At 61 years of age I suffer a lot of body pain with my fibromyalgia. One of the ways I try and ease that pain is with a hot epsom salt bath. About a year ago I discovered a product I love. I use it three times a week. When I received it I wasn't expecting the scent that wafted out of the bag when I opened it. Lavender. Not just a light scent,... but lavender oil. A deep heady smell. And it instantly brought me back to a memory from years ago.
When I was a child one of the things our family would do was to go ot the annual Canadian National Exibition in Toronto. My Dad was a british gardener. And one of the things he would do is go down to the horticultural building every year at the CNE. With him I would hold his hand so as not to get lost in the overwehlming crowds. We would look at all the plant and flower displays. He would tell me what each plant was but I never remembered. I was just happy to be spending time with my Daddy. It was during one of these excursions when I came across a lavender display. We stopped to look at all the beautiful arrangements. The smell was everywhere. It hung in the air thick. I remember breathing it in and telling my Dad that I loved lavender the best. So he bought me this little ornament. Which over 50 years later I can't actually remember the ornament itself. But it had lavender oil in it. It smelled delicious and I carried that thing around for the rest of the day. Every once in awhile getting the faintest whiff of it as I swung the bag playfully around. When I got home I put that ornament on my shelf in my bedroom. It sat there until I left home after getting married nearly 20 years later.
Back to the present,... I had bought this epsom salt with lavender oil in it. When I opened the seal the thick smell of lavender emit from the bag. And I was instantly brought back to that memory of my Dad and I at the CNE when he bought me that lavender ornament. Over fifty years later that smell still comforts me with feeling safe with my beloved father.

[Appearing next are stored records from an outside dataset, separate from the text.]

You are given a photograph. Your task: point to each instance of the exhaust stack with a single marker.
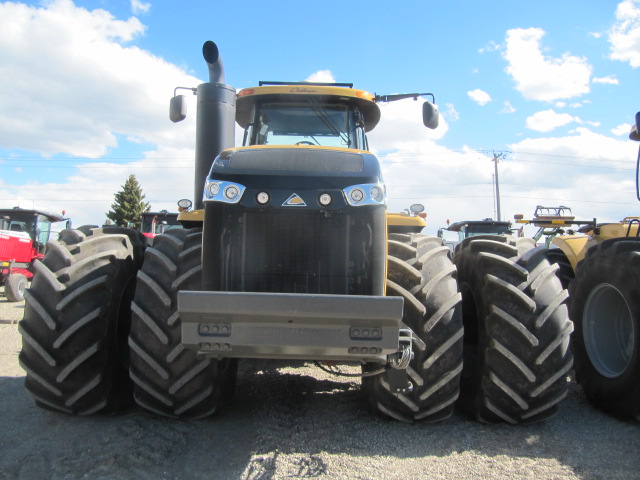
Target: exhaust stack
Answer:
(215, 124)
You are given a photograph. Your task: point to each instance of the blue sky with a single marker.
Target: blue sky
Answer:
(85, 86)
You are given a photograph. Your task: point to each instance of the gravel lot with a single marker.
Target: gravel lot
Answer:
(292, 422)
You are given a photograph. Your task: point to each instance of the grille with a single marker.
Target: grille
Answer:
(299, 252)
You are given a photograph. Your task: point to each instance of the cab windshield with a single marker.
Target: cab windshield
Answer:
(305, 123)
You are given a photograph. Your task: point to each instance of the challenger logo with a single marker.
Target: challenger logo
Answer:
(294, 201)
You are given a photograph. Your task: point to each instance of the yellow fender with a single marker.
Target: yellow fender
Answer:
(574, 247)
(191, 216)
(402, 219)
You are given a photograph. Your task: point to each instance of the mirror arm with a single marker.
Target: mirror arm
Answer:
(193, 90)
(402, 96)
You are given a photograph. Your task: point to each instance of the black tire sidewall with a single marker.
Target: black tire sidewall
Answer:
(607, 264)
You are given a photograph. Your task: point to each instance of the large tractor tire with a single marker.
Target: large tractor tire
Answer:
(170, 380)
(76, 321)
(605, 308)
(517, 330)
(420, 271)
(14, 287)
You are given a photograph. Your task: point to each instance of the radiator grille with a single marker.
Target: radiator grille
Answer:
(299, 252)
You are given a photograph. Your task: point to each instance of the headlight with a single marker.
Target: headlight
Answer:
(262, 198)
(366, 194)
(218, 191)
(357, 195)
(325, 199)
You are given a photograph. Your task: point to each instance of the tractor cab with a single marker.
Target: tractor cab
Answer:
(23, 238)
(306, 114)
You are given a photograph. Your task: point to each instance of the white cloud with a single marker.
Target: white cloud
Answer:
(548, 120)
(321, 76)
(624, 36)
(591, 173)
(83, 104)
(138, 7)
(622, 129)
(540, 77)
(479, 96)
(609, 80)
(507, 108)
(451, 113)
(63, 93)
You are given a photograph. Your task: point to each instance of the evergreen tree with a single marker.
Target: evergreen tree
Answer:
(129, 205)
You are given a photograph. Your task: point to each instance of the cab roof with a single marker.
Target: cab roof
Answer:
(325, 92)
(51, 216)
(457, 226)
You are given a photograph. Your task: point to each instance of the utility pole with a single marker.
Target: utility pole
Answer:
(496, 158)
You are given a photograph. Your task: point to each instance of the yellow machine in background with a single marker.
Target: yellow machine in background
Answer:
(412, 220)
(601, 266)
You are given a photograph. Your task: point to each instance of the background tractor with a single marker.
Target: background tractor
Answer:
(286, 255)
(472, 228)
(412, 220)
(155, 223)
(23, 238)
(602, 267)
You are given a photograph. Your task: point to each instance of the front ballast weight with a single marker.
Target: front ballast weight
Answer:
(299, 326)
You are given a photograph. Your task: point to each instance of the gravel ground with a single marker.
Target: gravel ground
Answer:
(293, 421)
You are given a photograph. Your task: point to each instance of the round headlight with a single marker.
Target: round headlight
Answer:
(325, 199)
(376, 193)
(357, 195)
(214, 188)
(262, 198)
(231, 192)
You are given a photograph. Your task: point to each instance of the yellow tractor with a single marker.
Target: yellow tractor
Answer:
(602, 266)
(412, 220)
(286, 255)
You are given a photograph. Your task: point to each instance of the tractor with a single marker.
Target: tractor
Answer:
(601, 265)
(23, 239)
(411, 220)
(286, 255)
(472, 228)
(155, 223)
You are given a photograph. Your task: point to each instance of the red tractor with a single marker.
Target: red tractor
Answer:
(23, 238)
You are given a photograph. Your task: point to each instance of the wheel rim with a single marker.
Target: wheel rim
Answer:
(608, 330)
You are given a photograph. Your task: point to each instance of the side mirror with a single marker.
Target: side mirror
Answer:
(184, 204)
(417, 208)
(430, 115)
(178, 108)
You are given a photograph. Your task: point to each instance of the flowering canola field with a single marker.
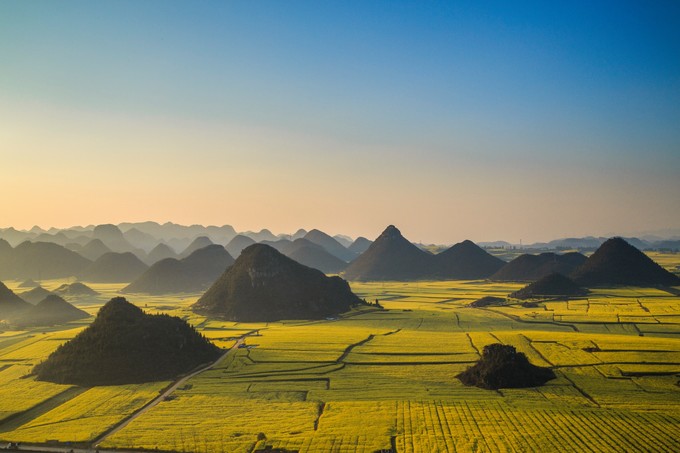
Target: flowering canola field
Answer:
(376, 380)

It's funny how powerful smell can be when it comes to memory. Plasticine,... lavender,... chlorine (from all the hours of swimming in the local rec centres),... bonfire smoke from all the camping we did as a family,... crayons,... all these aromas bring me back to a time from my childhood. Happy days when I felt safe and carefree and loved and wanted. Maybe THATS why I love the 1960's and 1970's the best. My childhood. Because it ended up being the only time in my life when I felt safe and loved.